À l'inverse, lorsque Sam Durant reproduit en douze exemplaires l'image d'une oeuvre éphémère de Robert Smithson (Unside Down : Pastoral Scene, 2002), la source apparaît clairement. Lorsque Jonathan Monk "adapte" Robert Barry ou Sol LeWitt, le référent n'est pas moins nettement affiché. La citation n'est plus un enjeu - pas plus que la "nouveauté" chère aux nostalgiques du modernisme.

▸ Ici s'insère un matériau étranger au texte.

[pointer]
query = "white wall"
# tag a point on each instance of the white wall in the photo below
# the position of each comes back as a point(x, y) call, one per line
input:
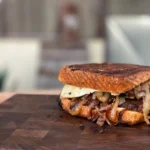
point(20, 58)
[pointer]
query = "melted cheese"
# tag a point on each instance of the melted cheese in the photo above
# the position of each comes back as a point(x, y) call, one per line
point(70, 91)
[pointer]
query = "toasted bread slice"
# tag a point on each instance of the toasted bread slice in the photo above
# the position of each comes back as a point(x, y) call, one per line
point(106, 77)
point(123, 116)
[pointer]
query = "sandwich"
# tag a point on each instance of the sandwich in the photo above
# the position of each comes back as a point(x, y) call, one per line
point(107, 93)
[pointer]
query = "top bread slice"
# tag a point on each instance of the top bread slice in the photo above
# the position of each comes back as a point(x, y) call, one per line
point(107, 77)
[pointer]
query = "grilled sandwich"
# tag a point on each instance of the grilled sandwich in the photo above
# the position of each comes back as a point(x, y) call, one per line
point(107, 93)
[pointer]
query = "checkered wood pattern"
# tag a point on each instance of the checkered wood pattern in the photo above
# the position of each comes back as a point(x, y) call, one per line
point(30, 122)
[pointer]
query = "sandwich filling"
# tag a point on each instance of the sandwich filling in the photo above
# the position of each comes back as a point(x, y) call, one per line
point(103, 105)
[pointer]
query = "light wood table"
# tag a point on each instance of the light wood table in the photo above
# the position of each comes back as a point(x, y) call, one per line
point(6, 95)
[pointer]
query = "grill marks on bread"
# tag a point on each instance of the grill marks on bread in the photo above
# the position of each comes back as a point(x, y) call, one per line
point(106, 77)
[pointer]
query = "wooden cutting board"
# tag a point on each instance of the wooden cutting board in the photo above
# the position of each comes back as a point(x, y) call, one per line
point(33, 122)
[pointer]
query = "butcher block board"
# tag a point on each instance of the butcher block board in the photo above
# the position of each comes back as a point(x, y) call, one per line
point(36, 122)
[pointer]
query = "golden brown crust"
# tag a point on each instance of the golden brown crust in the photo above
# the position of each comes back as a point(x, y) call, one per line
point(107, 77)
point(123, 116)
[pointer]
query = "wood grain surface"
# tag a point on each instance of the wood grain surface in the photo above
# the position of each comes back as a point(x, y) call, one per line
point(36, 122)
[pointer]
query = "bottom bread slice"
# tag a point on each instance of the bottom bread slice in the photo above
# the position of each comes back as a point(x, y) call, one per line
point(123, 116)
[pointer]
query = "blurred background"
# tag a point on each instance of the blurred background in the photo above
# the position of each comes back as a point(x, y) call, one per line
point(38, 37)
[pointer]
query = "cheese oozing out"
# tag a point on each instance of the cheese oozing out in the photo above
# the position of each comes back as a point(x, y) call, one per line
point(70, 91)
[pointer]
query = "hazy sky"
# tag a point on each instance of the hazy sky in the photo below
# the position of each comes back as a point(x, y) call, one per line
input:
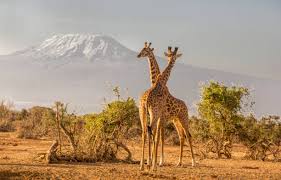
point(242, 36)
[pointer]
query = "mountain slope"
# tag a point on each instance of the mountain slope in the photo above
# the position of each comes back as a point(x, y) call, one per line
point(80, 68)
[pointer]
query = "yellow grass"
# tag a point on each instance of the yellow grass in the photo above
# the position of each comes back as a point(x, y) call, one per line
point(20, 159)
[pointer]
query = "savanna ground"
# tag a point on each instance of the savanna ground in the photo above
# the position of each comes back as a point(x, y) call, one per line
point(22, 159)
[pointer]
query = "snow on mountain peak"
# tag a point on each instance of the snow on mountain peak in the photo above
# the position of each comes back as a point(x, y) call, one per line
point(90, 46)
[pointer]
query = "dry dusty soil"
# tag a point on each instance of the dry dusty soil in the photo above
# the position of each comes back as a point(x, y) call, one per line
point(20, 159)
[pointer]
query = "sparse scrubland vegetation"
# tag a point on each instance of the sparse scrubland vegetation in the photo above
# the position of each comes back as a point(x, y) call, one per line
point(221, 124)
point(101, 136)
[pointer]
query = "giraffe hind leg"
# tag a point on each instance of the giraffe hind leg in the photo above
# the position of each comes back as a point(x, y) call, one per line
point(184, 122)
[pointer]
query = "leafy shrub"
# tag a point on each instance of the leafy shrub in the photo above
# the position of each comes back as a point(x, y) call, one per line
point(36, 123)
point(220, 107)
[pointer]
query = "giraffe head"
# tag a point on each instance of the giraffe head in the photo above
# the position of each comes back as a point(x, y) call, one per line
point(146, 51)
point(172, 55)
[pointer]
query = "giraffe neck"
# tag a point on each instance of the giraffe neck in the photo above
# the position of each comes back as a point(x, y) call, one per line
point(166, 73)
point(154, 68)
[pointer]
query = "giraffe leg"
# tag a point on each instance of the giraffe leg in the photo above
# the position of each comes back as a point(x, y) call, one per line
point(162, 147)
point(155, 145)
point(143, 118)
point(181, 138)
point(184, 122)
point(149, 155)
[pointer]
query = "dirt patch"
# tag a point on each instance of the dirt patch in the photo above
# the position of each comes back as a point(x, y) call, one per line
point(21, 162)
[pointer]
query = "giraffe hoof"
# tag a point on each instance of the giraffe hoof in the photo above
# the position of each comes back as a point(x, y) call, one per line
point(193, 163)
point(179, 164)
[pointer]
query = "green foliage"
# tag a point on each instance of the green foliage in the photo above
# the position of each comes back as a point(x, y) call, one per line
point(221, 106)
point(37, 122)
point(107, 130)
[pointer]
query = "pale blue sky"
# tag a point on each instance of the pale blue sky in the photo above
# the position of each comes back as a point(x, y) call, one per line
point(241, 36)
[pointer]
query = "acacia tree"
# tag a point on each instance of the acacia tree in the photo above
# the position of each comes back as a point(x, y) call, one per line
point(221, 107)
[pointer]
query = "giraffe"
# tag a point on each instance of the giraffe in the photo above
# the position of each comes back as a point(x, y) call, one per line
point(154, 72)
point(161, 106)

Cette esthétique serait incompréhensible si l'on ne la rapportait pas à une évolution générale des problématiques artistiques qui se déplacent de l'espace vers le temps; les artistes envisagent de plus en plus leur travail d'un point de vue temporel, et non plus strictement spatial (Nicolas Bourriaud, Formes de vie, , une généalogie de la modernité, réédition 2003" avec un troisième chapitre "l'oeuvre comme événement" et Esthétique relationnelle, Presses du réel, 1998).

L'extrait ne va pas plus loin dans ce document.